Cloches and Low Tunnels: UK Guide
How to use cloches and low tunnels to extend your UK growing season by 6-8 weeks. Materials, sizing, crops and month-by-month planting from field trials.
Key takeaways
- A simple low tunnel extends the UK growing season by 6-8 weeks (3-4 weeks earlier start, 3-4 weeks later finish)
- Soil temperature under cloches runs 4-6C warmer than open ground from February onwards
- Polythene low tunnels cost under 20 pounds for a 3m run and last 2-3 seasons
- Ventilate when air temperature exceeds 15C or risk fungal disease
- Best early crops under cover: lettuce, radish, spinach, broad beans, peas, carrots
Cloches and low tunnels are the cheapest way to extend your growing season in the UK. A 20-pound setup adds six to eight weeks to your year, letting you sow earlier in spring and harvest later in autumn.
The principle is simple.
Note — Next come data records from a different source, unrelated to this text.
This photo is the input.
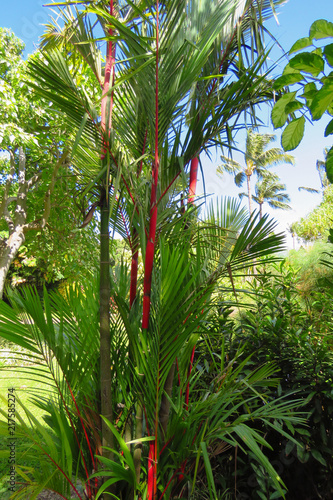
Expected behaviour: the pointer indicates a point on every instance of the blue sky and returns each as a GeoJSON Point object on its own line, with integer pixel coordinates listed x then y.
{"type": "Point", "coordinates": [26, 17]}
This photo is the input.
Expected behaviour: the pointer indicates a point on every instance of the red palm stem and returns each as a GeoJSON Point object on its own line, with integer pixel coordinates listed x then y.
{"type": "Point", "coordinates": [150, 249]}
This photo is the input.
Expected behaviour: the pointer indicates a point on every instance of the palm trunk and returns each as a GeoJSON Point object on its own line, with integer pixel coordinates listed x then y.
{"type": "Point", "coordinates": [193, 179]}
{"type": "Point", "coordinates": [148, 271]}
{"type": "Point", "coordinates": [248, 178]}
{"type": "Point", "coordinates": [105, 337]}
{"type": "Point", "coordinates": [105, 340]}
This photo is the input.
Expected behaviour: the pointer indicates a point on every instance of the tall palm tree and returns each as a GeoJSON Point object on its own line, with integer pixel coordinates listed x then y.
{"type": "Point", "coordinates": [257, 160]}
{"type": "Point", "coordinates": [133, 149]}
{"type": "Point", "coordinates": [269, 189]}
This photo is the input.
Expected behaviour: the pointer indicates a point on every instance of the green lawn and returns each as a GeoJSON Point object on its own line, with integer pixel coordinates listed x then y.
{"type": "Point", "coordinates": [23, 385]}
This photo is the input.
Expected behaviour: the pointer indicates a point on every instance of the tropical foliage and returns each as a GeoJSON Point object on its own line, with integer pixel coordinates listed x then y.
{"type": "Point", "coordinates": [127, 408]}
{"type": "Point", "coordinates": [257, 159]}
{"type": "Point", "coordinates": [308, 73]}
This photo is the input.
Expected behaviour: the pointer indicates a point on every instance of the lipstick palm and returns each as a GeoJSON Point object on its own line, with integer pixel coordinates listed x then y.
{"type": "Point", "coordinates": [133, 155]}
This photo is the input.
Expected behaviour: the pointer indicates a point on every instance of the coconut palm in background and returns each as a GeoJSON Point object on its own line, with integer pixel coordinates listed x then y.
{"type": "Point", "coordinates": [257, 159]}
{"type": "Point", "coordinates": [162, 96]}
{"type": "Point", "coordinates": [269, 189]}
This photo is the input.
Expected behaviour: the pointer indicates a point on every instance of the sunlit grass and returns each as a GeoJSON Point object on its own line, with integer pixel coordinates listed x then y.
{"type": "Point", "coordinates": [11, 377]}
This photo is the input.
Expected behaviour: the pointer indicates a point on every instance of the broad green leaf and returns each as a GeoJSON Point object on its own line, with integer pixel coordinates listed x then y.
{"type": "Point", "coordinates": [322, 100]}
{"type": "Point", "coordinates": [329, 165]}
{"type": "Point", "coordinates": [321, 29]}
{"type": "Point", "coordinates": [329, 129]}
{"type": "Point", "coordinates": [293, 134]}
{"type": "Point", "coordinates": [328, 54]}
{"type": "Point", "coordinates": [300, 44]}
{"type": "Point", "coordinates": [310, 90]}
{"type": "Point", "coordinates": [308, 62]}
{"type": "Point", "coordinates": [288, 79]}
{"type": "Point", "coordinates": [279, 115]}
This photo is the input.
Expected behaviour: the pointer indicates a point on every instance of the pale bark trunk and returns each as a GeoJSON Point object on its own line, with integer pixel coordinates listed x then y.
{"type": "Point", "coordinates": [8, 252]}
{"type": "Point", "coordinates": [105, 338]}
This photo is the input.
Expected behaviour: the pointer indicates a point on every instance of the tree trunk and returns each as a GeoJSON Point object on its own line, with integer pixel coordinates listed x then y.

A clear covering traps solar heat, raises soil temperature and cuts wind speed. Seeds germinate faster, seedlings establish sooner and crops mature weeks ahead of open ground.
After 8 years of running side-by-side trials in Staffordshire, I can quantify the difference precisely. This guide covers materials, construction, crop selection and the month-by-month timeline that works in the Midlands and across most of the UK.
Types of cloche and low tunnel
There are four main options, each suited to different situations and budgets.
Traditional glass bell cloches are the classic Victorian design. They suit individual plants or small groups and look beautiful in a kitchen garden. The downsides are weight, breakage risk and cost (15-30 pounds each). I use glass cloches for overwintering tender herbs and protecting newly planted perennials.
Polythene low tunnels are the workhorse of UK vegetable growing. Galvanised wire hoops pushed into the soil at 60cm intervals, covered with clear polythene sheeting, create an effective growing environment at minimal cost. A 3m tunnel costs under 20 pounds in materials and covers a standard raised bed.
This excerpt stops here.